This morning, former President Donald Trump announced his intent to sue the CEOs of Facebook, Google, and Twitter for their companies’ decisions to deplatform him, claiming this infringes on his First Amendment right. His intent to sue also demands that Section 230 be declared unconstitutional.
Fight for the Future released the following statement, which can be attributed to Evan Greer, Director (she/her pronouns).
This is not a lawsuit. It’s a fundraising grift. While it’s silly to pretend that the moderation decisions of Big Tech don’t have a significant impact on free expression, the First Amendment enables private platforms to make exactly the kind of moderation decisions they wish to make as non-government entities. From a legal perspective, this lawsuit is likely to go nowhere. Moreover, its disingenuous attack on Section 230 reveals a laughable misunderstanding. Without 230, platforms would likely have removed controversial figures like Trump long ago.
Trump’s legal showboating will fan the flames of unhelpful back and forth over whether platforms should or shouldn’t deplatform a specific account. His bogus claims only create confusion and downplay legitimate concerns about how haphazard or overzealous content moderation leads to removal of content, often disproportionately impacting marginalized communities.
Tech companies make content moderation decisions out of self-preservation, not principle — with the result being that people with more power have outsized influence over moderation decisions.

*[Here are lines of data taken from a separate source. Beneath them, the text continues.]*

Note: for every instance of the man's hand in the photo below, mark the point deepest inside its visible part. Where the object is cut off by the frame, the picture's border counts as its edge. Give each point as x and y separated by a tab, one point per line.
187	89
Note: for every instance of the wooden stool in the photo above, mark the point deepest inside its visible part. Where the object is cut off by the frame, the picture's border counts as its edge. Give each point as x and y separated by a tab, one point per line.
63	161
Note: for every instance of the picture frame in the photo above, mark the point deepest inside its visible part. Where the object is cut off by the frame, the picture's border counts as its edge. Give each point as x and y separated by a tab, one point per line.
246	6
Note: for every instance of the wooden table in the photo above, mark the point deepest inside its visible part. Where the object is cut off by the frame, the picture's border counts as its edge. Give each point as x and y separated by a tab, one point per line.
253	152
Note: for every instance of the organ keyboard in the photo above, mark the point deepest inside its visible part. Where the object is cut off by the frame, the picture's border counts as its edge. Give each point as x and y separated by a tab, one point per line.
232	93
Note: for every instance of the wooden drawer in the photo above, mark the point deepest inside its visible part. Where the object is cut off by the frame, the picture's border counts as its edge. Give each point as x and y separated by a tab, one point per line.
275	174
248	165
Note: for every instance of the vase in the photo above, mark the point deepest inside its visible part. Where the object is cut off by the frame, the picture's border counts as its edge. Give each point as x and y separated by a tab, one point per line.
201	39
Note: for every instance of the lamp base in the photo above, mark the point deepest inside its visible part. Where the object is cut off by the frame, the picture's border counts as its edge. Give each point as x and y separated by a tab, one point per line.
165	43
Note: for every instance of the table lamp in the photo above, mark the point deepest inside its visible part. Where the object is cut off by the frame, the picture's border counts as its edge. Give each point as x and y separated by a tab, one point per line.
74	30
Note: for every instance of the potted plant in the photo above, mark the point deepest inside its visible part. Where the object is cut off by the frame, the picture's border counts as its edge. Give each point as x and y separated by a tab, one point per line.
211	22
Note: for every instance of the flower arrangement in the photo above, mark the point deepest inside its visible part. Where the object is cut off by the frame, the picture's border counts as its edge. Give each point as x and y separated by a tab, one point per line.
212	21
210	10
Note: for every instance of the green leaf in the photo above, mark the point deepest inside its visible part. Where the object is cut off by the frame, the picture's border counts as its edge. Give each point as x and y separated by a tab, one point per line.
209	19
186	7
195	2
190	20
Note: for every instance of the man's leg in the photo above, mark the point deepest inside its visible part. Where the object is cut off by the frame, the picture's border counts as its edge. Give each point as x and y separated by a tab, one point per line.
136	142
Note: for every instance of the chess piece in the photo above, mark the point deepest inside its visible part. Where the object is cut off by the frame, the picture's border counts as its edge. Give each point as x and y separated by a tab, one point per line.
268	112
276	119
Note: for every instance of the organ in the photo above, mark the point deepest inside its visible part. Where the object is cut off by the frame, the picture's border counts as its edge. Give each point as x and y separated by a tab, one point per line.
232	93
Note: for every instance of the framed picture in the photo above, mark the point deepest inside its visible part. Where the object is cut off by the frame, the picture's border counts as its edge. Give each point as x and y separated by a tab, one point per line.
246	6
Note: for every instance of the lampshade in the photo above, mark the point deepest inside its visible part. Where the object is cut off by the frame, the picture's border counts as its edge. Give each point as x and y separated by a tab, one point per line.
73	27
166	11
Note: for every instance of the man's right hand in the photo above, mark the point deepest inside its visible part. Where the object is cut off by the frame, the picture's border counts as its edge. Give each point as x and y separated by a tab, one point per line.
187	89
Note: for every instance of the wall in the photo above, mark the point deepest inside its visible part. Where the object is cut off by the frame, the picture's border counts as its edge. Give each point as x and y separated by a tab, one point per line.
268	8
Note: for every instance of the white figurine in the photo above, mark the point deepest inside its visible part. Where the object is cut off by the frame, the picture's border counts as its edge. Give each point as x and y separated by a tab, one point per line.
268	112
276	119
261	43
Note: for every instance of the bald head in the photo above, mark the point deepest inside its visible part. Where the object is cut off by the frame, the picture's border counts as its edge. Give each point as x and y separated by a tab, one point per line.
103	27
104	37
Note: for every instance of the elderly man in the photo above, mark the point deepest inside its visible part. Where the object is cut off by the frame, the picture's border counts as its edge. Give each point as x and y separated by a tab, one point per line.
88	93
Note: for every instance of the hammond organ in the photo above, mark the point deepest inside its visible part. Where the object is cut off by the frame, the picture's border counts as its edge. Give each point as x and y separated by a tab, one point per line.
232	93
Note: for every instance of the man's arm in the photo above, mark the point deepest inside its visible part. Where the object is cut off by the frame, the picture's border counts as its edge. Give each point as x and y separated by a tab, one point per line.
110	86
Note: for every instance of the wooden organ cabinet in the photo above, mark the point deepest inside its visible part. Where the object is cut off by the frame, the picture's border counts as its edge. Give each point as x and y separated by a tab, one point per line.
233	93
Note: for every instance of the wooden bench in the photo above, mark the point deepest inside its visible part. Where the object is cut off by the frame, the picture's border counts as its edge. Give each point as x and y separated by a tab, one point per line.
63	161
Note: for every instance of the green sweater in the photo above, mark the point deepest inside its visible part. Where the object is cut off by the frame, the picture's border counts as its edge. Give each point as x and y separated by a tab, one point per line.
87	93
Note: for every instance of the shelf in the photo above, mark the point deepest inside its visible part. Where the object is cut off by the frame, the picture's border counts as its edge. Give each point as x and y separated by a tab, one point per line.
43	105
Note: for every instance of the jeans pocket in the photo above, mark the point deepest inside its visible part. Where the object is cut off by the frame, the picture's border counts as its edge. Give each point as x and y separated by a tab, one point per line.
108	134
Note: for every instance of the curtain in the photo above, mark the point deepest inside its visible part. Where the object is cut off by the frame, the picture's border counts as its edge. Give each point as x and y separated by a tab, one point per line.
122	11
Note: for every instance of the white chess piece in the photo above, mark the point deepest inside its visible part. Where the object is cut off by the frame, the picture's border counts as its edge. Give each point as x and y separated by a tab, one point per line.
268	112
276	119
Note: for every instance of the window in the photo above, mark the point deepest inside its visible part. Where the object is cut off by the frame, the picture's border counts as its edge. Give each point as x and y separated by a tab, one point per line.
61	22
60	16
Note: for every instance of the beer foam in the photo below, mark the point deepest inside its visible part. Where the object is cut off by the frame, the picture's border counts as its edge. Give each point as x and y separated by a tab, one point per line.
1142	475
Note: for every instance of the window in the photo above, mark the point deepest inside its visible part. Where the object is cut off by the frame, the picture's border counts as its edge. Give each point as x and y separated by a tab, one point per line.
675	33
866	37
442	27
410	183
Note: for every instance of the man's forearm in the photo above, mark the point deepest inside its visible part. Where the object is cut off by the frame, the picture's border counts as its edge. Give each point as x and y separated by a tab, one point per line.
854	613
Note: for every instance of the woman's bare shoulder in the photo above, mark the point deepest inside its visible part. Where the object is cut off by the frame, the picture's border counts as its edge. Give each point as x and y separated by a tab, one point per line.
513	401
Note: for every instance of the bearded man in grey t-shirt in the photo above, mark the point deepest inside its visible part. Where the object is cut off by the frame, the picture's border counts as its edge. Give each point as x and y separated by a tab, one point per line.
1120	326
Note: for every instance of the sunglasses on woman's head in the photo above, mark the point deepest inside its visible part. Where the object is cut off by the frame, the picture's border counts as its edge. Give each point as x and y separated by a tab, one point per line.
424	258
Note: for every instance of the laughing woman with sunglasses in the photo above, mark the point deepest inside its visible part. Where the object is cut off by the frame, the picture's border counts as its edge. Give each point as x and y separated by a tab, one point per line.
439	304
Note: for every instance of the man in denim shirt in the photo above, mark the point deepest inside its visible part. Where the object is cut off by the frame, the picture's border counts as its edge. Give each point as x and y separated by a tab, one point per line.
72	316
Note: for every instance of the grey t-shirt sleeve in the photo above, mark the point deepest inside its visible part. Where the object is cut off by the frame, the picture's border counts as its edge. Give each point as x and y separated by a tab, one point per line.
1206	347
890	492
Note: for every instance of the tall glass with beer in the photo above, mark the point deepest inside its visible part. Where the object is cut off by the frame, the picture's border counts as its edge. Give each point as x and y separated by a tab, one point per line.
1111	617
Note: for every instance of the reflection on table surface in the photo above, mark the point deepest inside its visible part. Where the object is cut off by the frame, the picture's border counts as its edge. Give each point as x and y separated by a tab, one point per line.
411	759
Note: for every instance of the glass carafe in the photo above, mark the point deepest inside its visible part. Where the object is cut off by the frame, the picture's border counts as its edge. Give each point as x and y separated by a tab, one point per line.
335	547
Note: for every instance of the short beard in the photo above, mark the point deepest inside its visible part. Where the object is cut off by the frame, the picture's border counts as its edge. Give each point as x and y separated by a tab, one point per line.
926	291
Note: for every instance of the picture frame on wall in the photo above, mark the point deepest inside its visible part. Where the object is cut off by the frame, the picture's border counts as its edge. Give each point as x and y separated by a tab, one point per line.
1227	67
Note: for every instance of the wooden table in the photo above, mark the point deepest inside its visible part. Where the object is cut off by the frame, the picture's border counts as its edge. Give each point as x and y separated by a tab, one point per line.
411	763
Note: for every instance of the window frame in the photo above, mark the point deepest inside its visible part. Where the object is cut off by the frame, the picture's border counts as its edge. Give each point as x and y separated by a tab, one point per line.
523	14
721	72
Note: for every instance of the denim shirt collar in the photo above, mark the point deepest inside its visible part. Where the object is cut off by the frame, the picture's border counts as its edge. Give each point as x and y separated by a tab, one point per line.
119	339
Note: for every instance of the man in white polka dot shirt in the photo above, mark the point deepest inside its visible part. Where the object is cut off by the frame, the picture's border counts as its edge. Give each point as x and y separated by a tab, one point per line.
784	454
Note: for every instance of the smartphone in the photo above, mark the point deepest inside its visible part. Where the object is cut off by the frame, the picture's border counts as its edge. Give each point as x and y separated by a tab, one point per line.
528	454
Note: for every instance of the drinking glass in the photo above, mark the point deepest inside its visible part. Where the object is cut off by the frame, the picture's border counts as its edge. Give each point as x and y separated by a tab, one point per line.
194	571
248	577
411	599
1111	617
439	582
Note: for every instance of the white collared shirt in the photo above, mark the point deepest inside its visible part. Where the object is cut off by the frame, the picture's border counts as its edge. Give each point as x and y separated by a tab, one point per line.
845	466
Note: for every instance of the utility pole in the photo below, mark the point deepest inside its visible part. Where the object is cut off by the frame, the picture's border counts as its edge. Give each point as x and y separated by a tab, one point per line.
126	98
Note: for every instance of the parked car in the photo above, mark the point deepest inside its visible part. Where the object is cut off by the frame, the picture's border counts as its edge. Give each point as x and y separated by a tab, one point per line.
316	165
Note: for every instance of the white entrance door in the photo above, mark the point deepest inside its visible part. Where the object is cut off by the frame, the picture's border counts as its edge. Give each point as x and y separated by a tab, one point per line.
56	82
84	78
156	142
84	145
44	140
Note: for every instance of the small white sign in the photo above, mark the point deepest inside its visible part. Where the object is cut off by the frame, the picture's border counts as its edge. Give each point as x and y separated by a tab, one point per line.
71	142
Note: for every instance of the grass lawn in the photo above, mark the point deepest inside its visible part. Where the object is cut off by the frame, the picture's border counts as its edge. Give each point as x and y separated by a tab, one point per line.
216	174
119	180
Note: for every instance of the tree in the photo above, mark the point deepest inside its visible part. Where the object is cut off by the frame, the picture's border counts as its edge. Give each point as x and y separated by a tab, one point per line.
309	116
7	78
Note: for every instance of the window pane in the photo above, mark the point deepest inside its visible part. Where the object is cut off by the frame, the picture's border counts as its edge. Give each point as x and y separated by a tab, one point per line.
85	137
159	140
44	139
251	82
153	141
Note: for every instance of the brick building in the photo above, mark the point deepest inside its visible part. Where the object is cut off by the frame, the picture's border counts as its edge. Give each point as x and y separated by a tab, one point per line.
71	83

While the former president’s ban from social media may have removed the man himself, it hasn’t changed the social media dynamics that helped him get there in the first place. Banning data harvesting, micro targeting, and non-transparent algorithmic amplification would do way more to combat the online spread of white supremacy, disinformation, and to restore democratic norms on our online spaces, than banning any individual account or set of accounts.